Exposing Deepfake Face Forgeries with Guided Residuals
Authors: Zhiqing Guo, Gaobo Yang, Jiyou Chen, Xingming Sun
Published: 2022-05-02 08:58:19+00:00
AI Summary
This paper introduces GRnet, a guided residuals network, for exposing deepfake face forgeries by effectively fusing spatial-domain and residual-domain features. It proposes a Manipulation Trace Extractor (MTE) to directly preserve manipulation traces by removing content features and an Attention Fusion Mechanism (AFM) to adaptively combine features. GRnet achieves state-of-the-art performance across various public deepfake datasets, demonstrating improved accuracy and robustness.
Abstract
Residual-domain feature is very useful for Deepfake detection because it suppresses irrelevant content features and preserves key manipulation traces. However, inappropriate residual prediction will bring side effects on detection accuracy. In addition, residual-domain features are easily affected by image operations such as compression. Most existing works exploit either spatial-domain features or residual-domain features, while neglecting that two types of features are mutually correlated. In this paper, we propose a guided residuals network, namely GRnet, which fuses spatial-domain and residual-domain features in a mutually reinforcing way, to expose face images generated by Deepfake.
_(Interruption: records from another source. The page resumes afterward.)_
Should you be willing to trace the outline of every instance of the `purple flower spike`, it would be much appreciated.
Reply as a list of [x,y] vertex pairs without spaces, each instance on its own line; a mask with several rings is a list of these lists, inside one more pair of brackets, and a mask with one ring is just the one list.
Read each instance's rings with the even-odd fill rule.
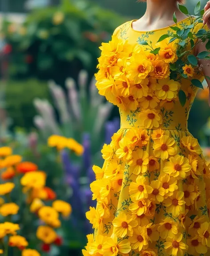
[[84,148],[84,151],[82,156],[83,167],[85,170],[87,170],[91,164],[91,149],[89,134],[84,134],[82,144]]

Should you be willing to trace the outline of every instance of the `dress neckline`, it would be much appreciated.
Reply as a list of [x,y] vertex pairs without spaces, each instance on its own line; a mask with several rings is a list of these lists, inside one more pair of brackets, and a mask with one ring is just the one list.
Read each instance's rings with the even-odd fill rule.
[[131,29],[135,32],[141,33],[146,33],[146,32],[154,32],[154,31],[158,31],[159,30],[165,29],[168,29],[170,27],[172,27],[173,26],[175,26],[176,24],[179,24],[180,23],[181,23],[182,22],[184,21],[186,21],[186,20],[187,20],[189,18],[189,17],[187,17],[186,18],[185,18],[183,19],[183,20],[182,20],[181,21],[178,21],[178,22],[177,22],[177,23],[174,23],[174,24],[170,25],[170,26],[167,26],[167,27],[164,27],[164,28],[160,28],[160,29],[153,29],[153,30],[148,30],[148,31],[140,31],[140,30],[136,30],[136,29],[134,29],[133,28],[133,26],[132,26],[133,22],[133,21],[137,21],[138,20],[132,20],[130,22],[130,28]]

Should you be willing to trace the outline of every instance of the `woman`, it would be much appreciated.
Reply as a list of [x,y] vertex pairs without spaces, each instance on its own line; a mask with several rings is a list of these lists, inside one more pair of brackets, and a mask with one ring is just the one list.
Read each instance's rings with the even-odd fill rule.
[[147,0],[145,15],[100,47],[96,85],[119,106],[121,126],[101,151],[102,168],[93,167],[97,206],[86,216],[95,234],[85,256],[210,255],[210,165],[187,119],[210,76],[206,53],[194,57],[206,50],[198,37],[210,27],[210,1],[203,24],[178,2]]

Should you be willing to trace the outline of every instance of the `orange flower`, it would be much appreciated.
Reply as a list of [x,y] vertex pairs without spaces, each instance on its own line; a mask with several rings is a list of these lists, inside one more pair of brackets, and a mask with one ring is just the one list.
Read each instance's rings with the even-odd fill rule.
[[38,166],[31,162],[22,162],[17,165],[16,169],[18,172],[25,173],[28,172],[37,171]]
Different from existing prediction based residual extraction methods, we propose a manipulation trace extractor (MTE) to directly remove the content features and preserve manipulation traces. MTE is a fine-grained method that can avoid the potential bias caused by inappropriate prediction. Moreover, an attention fusion mechanism (AFM) is designed to selectively emphasize feature channel maps and adaptively allocate the weights for two streams. The experimental results show that the proposed GRnet achieves better performances than the state-of-the-art works on four public fake face datasets including HFF, FaceForensics++, DFDC and Celeb-DF. Especially, GRnet achieves an average accuracy of 97.72% on the HFF dataset, which is at least 5.25% higher than the existing works.